Every bill creates winners and losers. Here's who stands to gain and who bears the cost.

Who Benefits

  • ERO and reliability planners — gain a statutory mandate and data authority to perform forward‑looking energy adequacy analysis, improving their ability to identify regional shortfall risks and to press for corrective actions.
  • FERC — acquires a formal role in reviewing agency rulemakings that could affect generation adequacy, giving it a clearer institutional pathway to influence rules that intersect with grid reliability and to raise rate‑impact concerns under FPA sections 201 and 206.
  • Transmission organizations and regional planners — receive structured input and an authoritative assessment to support transmission and resource planning decisions, and a mechanism to surface reliability risks to federal agencies.
  • Consumers in at‑risk regions — may indirectly benefit if the process speeds identification of generation shortfalls and prompts corrective regulatory or investment actions to avoid outages.

Who Bears the Cost

  • EPA, DOE, and other cabinet agencies — must add FERC review into rulemaking timelines, prepare additional materials for FERC, and potentially revise rules in response to reliability recommendations, creating extra workload and possible delays.
  • Federal rulewriters and OMB — will need to track ERO/FERC notices and may face compressed or shifted timelines to meet the submission hooks (first OMB submission or 90‑day prepublication), complicating coordination between OMB review and interagency input.
  • FERC and the ERO — bear resource and staffing burdens to conduct the annual long‑term assessment, to review multiple agency rulemakings, consult transmission organizations, and issue orders and findings on likely impacts.
  • Regulated industries (generation owners, developers, and project proponents) — may see longer approval timelines for rules that affect permitting, emissions, or market rules, and face increased uncertainty as FERC recommendations could require rule changes that affect project economics.

Key Issues

The Core Tension

The bill forces a trade‑off between safeguarding near‑term energy supply (by giving FERC and the ERO a formal checkpoint over rules that could reduce generation) and preserving agencies’ ability to pursue public‑interest regulations (such as environmental or health rules) on their own timelines; it delegates more preventive authority to reliability actors but does so without clear standards or timelines, risking either regulatory paralysis or inadequate safeguards depending on how the balance is drawn.

Several implementation questions and trade‑offs are unresolved.

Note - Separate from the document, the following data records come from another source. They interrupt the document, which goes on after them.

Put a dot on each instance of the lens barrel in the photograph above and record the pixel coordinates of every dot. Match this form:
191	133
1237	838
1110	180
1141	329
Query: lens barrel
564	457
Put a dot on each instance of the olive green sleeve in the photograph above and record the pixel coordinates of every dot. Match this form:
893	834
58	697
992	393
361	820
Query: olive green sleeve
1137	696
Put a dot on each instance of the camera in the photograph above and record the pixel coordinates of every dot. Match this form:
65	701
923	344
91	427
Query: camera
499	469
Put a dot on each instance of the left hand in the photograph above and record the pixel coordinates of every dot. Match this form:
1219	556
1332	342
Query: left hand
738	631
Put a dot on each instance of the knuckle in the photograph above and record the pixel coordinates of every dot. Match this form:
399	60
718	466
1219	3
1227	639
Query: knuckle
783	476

The statute does not define ‘‘generation resource’’ beyond the plain text, nor the temporal scope of the ‘‘assessment period,’’ leaving room for dispute about whether demand response, storage, and certain distributed resources count as generation for the statute’s purposes.

Those definitional gaps will determine how broadly agencies must submit rules and how the ERO models adequacy.

The bill creates a procedural gate: an agency cannot finalize a covered rule until it explains its response and FERC finds there is no likely significant negative impact. The statute lacks a defined standard for ‘‘likely’’ or ‘‘significant negative impact,’’ and it does not prescribe a deadline for FERC to make that finding.

That combination could allow FERC to delay finalization effectively or provoke litigation over what constitutes adequate factual findings. The requirement to include FERC comments and agency responses in the Federal Register increases transparency but may also politicize the administrative record and invite procedural challenges under the Administrative Procedure Act.

Finally, the ERO’s expanded data collection authority raises confidentiality and commercial sensitivity issues. Entities may resist new data requests or claim privilege for market‑sensitive information, and there is no funding mechanism in the text to scale ERO or FERC analytical capacity.

Those practical limits — data access, staffing, and definitional disputes — will shape whether the statutory process speeds corrective action or simply adds another layer of interagency friction.